Between the legacy of slavery and the maintenance of oral history, Black and familial identity retains elements of African ancestry and the cultures that developed in America during enslavement. Kunta notes that the Black people he sees on Waller’s plantation, though they “wouldn’t understand drumtalk,” “some of the things they did were purely African” (243), such as their gestures, facial expressions, and laughter. Even without knowledge of their heritage, these traits remain, transferred by parents and friends in the early period of the slave trade and retained into Kunta’s present. Recurring elements linking Black Americans to African culture reflect the retention of traditions and behaviors that reach back farther in a family’s history than memory alone can.

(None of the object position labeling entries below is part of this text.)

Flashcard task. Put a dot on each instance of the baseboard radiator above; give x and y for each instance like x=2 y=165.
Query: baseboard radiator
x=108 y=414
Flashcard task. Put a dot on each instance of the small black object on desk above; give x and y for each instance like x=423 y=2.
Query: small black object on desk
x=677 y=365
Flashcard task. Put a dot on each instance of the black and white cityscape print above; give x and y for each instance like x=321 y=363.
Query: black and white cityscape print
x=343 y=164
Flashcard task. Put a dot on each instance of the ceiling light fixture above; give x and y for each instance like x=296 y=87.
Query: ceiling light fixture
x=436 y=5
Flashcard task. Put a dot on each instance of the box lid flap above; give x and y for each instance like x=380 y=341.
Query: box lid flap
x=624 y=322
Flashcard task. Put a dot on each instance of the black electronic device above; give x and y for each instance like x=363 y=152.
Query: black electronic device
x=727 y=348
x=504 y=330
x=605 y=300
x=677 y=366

The pursuit of freedom forms a critical aspect of the Kinte family’s development, as Chicken George tells a young Tom: “Make dis family ‘mount to sump’n! Us all git up Narth, raisin’ chilluns an’ gran’chilluns free, like folks was meant to!” (589). Freedom, broadly, reflects the idea of owning oneself, rather than being owned by someone else, but in the specific context of Black familial identity, it relates more to the family as an independent unit. Under slavery, the characters’ last names change with their plantation, eliminating an important component of family identity. In asserting that the family “’mount to sump’n,” George is highlighting how the family can become its own unit, separate from the white families that have owned them, while also carrying the freedom that will allow men like Tom, Will, and Haley to follow their own paths to success.
The transference of resistance to oppression forms a substantive foundation to Black identity as freedom becomes a reality, continuing a fight against discrimination. When Tom encounters Cates after the Civil War, he gets him a drink, noting: “The only reason I brought you this water is because I’d bring any thirsty man a drink, not because you hollered” (684), cultivating a sense of unity and kindness despite decades of violence. Just as the family helps George and Martha Johnson, the Black identity in Roots includes solidarity among the oppressed, regardless of background. When Tom asserts that he would “bring any thirsty man a drink,” he does so regardless of skin color, reflecting the desire for equality and equity for all people. Between these ideas, of freedom and unity, the Black identity is founded within resistance to slavery, oppression, and violence.